Page MenuHome

Cycles: Change device-only memory to actually only allocate on the device
ClosedPublic

Authored by Patrick Mours (pmoursnv) on Feb 25 2021, 5:13 PM.

Details

Summary

Trying to render the Blender 2.92 splash screen (https://cloud.blender.org/p/gallery/60337d495677e942564cce76) with OptiX on a GPU with limited VRAM fails with an OPTIX_ERROR_INVALID_VALUE in optixAccelBuild... error. That's ... rather cryptic.
What's actually going on is that Cycles is trying to build an OptiX acceleration structure in host memory (allocated with cuMemHostAlloc), which is not allowed (it has to be in device memory, from cuMemAlloc), hence the error. This patch addresses that by amending the MEM_DEVICE_ONLY type to actually only allocate on the device and fail if that is not possible anymore because out-of-memory. In that case Cycle will now return with a "System is out of GPU memory" error message, which is much more easier to understand for end users.
This should not be a problem, since MEM_DEVICE_ONLY was seldomely used before anyway, so I just changed some of those instances to other memory types in case they do not have this restriction.

There is another problem here that I haven't addressed yet though:
The aforementioned scene shouldn't need as much memory as it does. I get a 16GB peak requirement, which requires a rather beefy GPU to meet. But during actual rendering, after everything was built and compacted, it actually sits around only 8GB.
The problem here is that Cycles is building all the bottom level acceleration structures for OptiX in parallel (geometry.cpp line 1933). For each acceleration structure it has to allocate some temporary memory on the GPU (for vertices, etc.), which, since this is running in parallel, accumulates to a huge amount of memory and is where the peak is coming from. If instead force all bottom level builds to run serialized, the problem goes away and I see a peak of only 9GB, which more consumer GPUs can handle.
I'm not sure how to expose this to users though. Ideally Cycles could automatically decide whether it makes more sense to run the builds in parallel or not, but that's probably difficult to predict. So maybe just add an option to choose?
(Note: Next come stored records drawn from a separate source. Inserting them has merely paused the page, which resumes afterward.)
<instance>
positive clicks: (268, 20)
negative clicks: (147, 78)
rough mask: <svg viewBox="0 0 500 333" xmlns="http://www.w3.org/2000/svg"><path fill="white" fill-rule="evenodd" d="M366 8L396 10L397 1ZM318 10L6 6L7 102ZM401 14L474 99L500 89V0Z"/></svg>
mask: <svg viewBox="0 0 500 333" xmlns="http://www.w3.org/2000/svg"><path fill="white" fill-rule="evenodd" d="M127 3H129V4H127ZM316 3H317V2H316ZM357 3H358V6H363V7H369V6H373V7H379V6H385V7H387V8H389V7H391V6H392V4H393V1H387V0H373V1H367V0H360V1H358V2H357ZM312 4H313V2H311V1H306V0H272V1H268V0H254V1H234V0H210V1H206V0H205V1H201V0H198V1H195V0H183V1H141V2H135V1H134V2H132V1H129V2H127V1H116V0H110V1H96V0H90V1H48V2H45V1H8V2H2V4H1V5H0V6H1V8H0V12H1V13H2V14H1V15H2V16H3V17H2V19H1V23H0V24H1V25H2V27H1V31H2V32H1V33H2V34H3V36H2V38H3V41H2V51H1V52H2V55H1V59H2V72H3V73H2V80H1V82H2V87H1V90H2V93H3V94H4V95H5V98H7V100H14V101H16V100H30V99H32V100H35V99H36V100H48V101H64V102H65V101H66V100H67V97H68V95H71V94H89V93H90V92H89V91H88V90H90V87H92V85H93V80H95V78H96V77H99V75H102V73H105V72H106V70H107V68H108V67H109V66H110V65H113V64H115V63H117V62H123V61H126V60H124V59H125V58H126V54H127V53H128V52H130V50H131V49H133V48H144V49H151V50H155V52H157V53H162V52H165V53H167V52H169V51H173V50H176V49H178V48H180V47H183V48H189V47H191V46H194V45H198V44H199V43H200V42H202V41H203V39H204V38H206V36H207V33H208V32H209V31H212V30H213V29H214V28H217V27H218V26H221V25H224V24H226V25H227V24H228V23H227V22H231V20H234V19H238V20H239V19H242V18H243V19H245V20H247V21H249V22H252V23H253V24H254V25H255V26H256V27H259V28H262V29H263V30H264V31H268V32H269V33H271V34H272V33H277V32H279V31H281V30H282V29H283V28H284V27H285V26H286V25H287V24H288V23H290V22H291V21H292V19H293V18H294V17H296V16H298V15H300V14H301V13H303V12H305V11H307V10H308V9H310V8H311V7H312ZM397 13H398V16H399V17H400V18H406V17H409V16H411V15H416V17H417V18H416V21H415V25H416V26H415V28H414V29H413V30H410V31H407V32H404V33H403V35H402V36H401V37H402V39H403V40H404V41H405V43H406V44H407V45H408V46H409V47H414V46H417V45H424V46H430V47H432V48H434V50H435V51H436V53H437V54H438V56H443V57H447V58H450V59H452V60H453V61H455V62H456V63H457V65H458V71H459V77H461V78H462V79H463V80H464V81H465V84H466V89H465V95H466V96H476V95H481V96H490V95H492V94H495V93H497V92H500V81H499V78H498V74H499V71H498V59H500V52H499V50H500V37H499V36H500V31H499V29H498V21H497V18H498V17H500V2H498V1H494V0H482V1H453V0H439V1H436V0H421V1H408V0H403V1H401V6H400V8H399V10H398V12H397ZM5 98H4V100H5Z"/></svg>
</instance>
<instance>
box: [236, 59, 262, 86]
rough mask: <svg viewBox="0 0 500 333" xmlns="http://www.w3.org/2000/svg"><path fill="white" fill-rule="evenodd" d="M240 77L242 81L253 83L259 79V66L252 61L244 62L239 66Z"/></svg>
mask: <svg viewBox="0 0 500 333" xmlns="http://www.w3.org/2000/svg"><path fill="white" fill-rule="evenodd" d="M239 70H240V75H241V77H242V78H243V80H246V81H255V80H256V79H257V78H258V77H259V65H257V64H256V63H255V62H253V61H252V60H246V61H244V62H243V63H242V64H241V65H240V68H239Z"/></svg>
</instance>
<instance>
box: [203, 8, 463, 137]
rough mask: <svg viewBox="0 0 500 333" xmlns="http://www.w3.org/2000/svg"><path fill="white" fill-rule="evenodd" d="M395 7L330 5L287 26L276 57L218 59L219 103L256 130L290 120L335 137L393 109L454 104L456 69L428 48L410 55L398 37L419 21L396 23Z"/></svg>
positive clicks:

Or always run serialized for OptiX (this problem happens with CUDA too though, only that instead of VRAM getting exhausted, it's system RAM during the BVH2 build there)?

Just noticed that this exact issue also has been reported here: T85985

Diff Detail

Repository
rB Blender

Event Timeline

Patrick Mours (pmoursnv) requested review of this revision.Feb 25 2021, 5:13 PM
Patrick Mours (pmoursnv) created this revision.
Brecht Van Lommel (brecht) requested changes to this revision.Mar 1 2021, 4:27 PM

I'm not sure how to expose this to users though. Ideally Cycles could automatically decide whether it makes more sense to run the builds in parallel or not, but that's probably difficult to predict. So maybe just add an option to choose? Or always run serialized for OptiX (this problem happens with CUDA too though, only that instead of VRAM getting exhausted, it's system RAM during the BVH2 build there)?

It would be nice to make this more automatic, I imagine serializing this for many small meshes could have a serious performance impact?

Is there a simple heuristic we could use? Like, you need X amount of primitives to keep Y multiprocessors occupied?

intern/cycles/device/device_memory.h
273–275

I think it would be more clear to add a bool allow_host_memory_fallback = false parameter here, which then uses MEM_DEVICE_ONLY or MEM_READ_WRITE depending on the value.

Otherwise it's not obvious why you'd use one or the other in code.

This revision now requires changes to proceed.Mar 1 2021, 4:27 PM

Implemented allow_host_memory_fallback parameter (I agree, this is nicer) and fixed the high peak memory usage during OptiX acceleration structure building by limiting the actual OptiX acceleration structure building to a single thread at a time (using a mutex lock in build_optix_bvh).
This solved the problem in my tests, while still keeping the rest of the bottom-level BVH build running in parallel, which is noticeable faster in some scenes compared to just running it serialized (presumably because of the curve conversion loops).
With this peak memory usage did not exceed the memory usage during rendering in the splash screen scene, so was still able to render it successfully on a smaller GPU where it failed before. At the same time loading speed did not regress in a perceptible fashion.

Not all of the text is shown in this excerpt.